You’ve written a book. You’ve had a professional editor’s help in perfecting the text. You’ve either hired a book designer or studied enough about book design and typography to turn out competent pages. And now you need a cover design. Is this something you, an author, should do yourself? Possibly, if you have a strong design sense and your marketing plans do not involve bookstores.

Selling in stores?

If your book is a specialized academic monograph and you already know the twenty people in the world who are going to have to buy it, the cover is not crucial. It should be presentable and should follow the conventions in your field. You can stop reading now. If your book is going to be a required text in a graduate course, similarly, cover design is not so crucial.

If you plan to market your book at the back of the room where you are speaking, your cover needs to be pleasant and attractive, but it doesn’t need to compete against nearby books on the same subject.

In the above cases, you may indeed be able to design a workable cover. Doing so requires that you have and learn how to use appropriate graphics software, and you need to be able to follow the printer’s specifications meticulously. But you do not need a wealth of experience in the book business.

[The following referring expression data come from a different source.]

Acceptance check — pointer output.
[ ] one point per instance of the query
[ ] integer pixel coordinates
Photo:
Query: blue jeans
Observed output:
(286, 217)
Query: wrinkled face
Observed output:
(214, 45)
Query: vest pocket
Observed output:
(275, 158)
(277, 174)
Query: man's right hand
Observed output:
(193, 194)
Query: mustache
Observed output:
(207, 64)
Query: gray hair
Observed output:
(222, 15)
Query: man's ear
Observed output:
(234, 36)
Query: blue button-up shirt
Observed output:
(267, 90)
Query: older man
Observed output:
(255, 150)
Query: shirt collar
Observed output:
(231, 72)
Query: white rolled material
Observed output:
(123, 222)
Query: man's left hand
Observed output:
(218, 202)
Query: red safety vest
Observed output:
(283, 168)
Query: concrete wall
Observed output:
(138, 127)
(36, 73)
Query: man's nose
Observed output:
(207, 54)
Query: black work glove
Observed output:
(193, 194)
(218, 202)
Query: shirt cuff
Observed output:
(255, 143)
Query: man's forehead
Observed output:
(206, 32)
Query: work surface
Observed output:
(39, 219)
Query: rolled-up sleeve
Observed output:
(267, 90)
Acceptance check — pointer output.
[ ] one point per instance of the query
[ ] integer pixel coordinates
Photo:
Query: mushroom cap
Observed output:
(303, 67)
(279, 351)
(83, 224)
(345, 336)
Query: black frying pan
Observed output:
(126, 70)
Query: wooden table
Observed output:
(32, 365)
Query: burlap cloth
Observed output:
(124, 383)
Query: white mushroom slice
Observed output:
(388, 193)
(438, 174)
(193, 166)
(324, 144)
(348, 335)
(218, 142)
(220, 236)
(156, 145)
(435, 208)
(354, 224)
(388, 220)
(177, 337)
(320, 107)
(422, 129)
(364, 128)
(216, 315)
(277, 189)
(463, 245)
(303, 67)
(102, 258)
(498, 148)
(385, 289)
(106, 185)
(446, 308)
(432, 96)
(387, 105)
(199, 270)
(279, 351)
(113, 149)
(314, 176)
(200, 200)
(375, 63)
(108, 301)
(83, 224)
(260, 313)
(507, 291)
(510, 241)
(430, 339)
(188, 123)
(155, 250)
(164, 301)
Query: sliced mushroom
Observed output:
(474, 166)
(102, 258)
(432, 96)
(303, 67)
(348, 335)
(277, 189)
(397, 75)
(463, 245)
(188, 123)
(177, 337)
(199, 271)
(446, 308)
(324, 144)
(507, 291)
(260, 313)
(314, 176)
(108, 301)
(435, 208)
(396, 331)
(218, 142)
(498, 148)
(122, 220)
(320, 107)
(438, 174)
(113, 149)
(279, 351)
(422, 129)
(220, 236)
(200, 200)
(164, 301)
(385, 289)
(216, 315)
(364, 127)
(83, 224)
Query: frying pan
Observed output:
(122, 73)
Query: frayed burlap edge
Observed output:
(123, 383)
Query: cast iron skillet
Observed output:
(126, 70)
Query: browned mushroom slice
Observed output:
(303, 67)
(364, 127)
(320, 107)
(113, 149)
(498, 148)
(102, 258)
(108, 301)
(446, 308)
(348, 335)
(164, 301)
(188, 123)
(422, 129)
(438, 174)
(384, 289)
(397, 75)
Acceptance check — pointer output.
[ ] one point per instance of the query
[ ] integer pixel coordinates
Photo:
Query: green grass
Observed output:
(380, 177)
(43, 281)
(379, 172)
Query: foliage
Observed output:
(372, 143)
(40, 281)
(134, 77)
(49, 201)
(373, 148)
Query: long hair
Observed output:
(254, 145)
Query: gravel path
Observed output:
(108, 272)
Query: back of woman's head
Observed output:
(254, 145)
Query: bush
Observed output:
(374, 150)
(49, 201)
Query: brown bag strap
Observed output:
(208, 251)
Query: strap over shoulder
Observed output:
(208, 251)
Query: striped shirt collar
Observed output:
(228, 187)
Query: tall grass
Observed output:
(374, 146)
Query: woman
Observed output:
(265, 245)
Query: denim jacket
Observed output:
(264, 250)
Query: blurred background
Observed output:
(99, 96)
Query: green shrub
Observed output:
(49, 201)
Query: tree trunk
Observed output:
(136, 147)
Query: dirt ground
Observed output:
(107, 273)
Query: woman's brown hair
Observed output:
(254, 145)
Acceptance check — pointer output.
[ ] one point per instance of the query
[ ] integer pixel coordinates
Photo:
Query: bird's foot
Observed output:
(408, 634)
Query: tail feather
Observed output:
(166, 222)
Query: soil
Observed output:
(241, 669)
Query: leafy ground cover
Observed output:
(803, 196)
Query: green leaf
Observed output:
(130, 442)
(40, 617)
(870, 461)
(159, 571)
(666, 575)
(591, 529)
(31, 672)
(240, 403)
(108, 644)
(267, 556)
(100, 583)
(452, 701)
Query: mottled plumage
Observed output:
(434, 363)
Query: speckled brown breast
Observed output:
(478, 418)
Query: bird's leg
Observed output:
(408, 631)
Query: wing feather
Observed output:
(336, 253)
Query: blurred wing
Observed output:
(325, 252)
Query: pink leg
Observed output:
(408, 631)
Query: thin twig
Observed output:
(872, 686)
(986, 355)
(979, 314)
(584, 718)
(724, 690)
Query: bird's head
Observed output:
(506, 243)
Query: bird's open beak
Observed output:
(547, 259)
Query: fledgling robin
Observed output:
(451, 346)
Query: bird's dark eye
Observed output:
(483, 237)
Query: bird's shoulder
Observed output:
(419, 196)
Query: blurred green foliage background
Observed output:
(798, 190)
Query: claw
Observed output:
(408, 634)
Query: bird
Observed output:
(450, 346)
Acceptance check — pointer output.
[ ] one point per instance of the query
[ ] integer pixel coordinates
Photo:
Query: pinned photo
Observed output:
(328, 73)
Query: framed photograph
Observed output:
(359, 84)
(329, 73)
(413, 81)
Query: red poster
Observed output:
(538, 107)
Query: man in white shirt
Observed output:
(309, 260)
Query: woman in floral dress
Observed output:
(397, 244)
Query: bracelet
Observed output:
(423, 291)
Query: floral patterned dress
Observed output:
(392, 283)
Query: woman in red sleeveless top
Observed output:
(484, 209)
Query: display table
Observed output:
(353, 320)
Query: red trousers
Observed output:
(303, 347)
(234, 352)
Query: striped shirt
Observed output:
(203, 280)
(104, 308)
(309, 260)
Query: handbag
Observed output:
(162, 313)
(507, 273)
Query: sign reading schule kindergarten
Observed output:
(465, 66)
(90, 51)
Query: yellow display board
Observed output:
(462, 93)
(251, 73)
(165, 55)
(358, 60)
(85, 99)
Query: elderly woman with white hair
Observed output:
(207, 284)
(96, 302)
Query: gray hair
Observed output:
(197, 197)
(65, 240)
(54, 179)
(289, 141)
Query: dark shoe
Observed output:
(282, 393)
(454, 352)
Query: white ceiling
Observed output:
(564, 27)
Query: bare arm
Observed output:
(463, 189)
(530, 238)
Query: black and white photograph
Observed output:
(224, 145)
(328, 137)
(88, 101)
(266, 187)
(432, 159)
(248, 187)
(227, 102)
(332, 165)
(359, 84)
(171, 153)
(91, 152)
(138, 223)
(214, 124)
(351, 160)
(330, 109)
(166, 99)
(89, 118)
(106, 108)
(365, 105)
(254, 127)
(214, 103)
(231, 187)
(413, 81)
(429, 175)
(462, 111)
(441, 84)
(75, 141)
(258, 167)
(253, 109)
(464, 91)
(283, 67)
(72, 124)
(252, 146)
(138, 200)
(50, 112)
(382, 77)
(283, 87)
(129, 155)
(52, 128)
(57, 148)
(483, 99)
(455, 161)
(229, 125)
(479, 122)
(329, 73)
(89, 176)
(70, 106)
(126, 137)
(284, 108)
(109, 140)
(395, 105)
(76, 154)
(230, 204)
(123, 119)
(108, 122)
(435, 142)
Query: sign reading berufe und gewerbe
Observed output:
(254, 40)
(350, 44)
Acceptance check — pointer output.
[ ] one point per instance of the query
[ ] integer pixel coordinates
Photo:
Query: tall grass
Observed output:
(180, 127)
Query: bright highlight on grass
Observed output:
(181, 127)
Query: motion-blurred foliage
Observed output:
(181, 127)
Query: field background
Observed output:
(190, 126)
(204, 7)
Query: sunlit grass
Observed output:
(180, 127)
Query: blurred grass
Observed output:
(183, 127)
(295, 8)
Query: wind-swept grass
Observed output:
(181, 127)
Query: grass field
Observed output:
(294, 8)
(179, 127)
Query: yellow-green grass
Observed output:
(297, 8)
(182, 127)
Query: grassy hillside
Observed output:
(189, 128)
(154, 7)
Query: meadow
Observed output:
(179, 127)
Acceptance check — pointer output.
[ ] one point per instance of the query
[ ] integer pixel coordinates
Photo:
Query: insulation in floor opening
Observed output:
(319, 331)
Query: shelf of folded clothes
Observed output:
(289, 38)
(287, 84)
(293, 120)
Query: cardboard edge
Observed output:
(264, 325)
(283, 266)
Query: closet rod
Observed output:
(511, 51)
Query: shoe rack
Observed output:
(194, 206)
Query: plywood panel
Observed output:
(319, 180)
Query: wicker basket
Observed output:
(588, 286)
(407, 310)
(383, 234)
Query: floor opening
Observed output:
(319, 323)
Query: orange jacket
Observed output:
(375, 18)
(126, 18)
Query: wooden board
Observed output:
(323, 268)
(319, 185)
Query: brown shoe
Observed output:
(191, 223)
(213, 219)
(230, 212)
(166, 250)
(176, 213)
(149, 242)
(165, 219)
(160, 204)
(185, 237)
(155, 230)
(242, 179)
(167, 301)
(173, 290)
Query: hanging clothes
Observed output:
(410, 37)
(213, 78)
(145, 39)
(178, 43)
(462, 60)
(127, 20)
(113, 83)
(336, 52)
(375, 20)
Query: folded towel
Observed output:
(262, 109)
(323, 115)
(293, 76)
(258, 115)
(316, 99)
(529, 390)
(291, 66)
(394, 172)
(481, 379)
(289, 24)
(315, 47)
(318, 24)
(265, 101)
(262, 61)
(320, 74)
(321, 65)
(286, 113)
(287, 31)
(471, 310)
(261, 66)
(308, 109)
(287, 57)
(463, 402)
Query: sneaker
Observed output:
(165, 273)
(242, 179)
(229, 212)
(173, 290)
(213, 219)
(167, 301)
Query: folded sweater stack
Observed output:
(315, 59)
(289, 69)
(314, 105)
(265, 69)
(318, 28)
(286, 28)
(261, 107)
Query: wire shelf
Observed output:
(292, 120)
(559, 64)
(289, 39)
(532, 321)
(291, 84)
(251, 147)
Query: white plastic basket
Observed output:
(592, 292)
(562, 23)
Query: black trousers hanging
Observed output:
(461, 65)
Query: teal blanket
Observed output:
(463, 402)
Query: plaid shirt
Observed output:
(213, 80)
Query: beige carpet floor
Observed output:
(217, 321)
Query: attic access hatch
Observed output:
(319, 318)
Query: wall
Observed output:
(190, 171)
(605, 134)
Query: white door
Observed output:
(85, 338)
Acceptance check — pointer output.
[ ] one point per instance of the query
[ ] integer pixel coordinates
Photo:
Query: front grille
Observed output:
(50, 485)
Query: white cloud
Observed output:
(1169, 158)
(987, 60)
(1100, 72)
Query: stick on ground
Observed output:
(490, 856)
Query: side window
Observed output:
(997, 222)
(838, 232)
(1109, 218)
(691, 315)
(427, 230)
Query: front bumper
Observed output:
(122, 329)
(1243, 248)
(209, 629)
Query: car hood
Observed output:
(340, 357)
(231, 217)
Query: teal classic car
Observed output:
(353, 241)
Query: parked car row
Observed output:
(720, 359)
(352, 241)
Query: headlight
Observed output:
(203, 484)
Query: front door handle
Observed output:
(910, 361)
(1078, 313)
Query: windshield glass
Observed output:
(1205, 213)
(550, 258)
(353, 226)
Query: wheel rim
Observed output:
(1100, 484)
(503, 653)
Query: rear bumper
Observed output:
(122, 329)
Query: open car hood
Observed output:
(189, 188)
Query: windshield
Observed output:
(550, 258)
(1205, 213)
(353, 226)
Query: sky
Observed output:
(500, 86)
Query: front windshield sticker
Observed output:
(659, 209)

However, if you plan to market your book through bookstores, supermarkets, gift shops, discount stores, or other competitive venues, selecting the wrong designer for your cover (that would be you, in most cases), can drastically reduce your chance of success.

To give you an idea, the publisher of a mass market paperback (the sort of novel you might pick up at a supermarket) might spend five thousand dollars for the painting used to illustrate the cover, another couple of thousand for the cover designer to put together an integrated cover design, and thousands more to have the covers printed with embossed metallic type for the title.

You don’t have that kind of budget. What should you expect to pay to have an eye-catching cover that will draw bookstore or gift shop browsers to pick up your book in the first place? If your cover is going to have an illustration, you will have to commission an artist to create it or you will have to purchase rights to a stock photograph. The range here may be anywhere from a few hundred to over a thousand dollars, depending on the illustration. In addition, you have to pay an experienced cover designer, either to come up with the cover concept from scratch and execute it or to adapt the concept and sketch you’ve come up with. This service can cost from several hundred to a couple of thousand dollars. But at this stage, price is not as important a consideration as the designer’s experience with books in the same genre as yours.

Any designer should be glad to hear your ideas for a cover. But don’t be surprised if the designer explains why your ideas won’t serve your needs as well as you think they will. You need to find someone you can trust and whose prior work you like. After that, the designer should take the lead role in putting together your cover.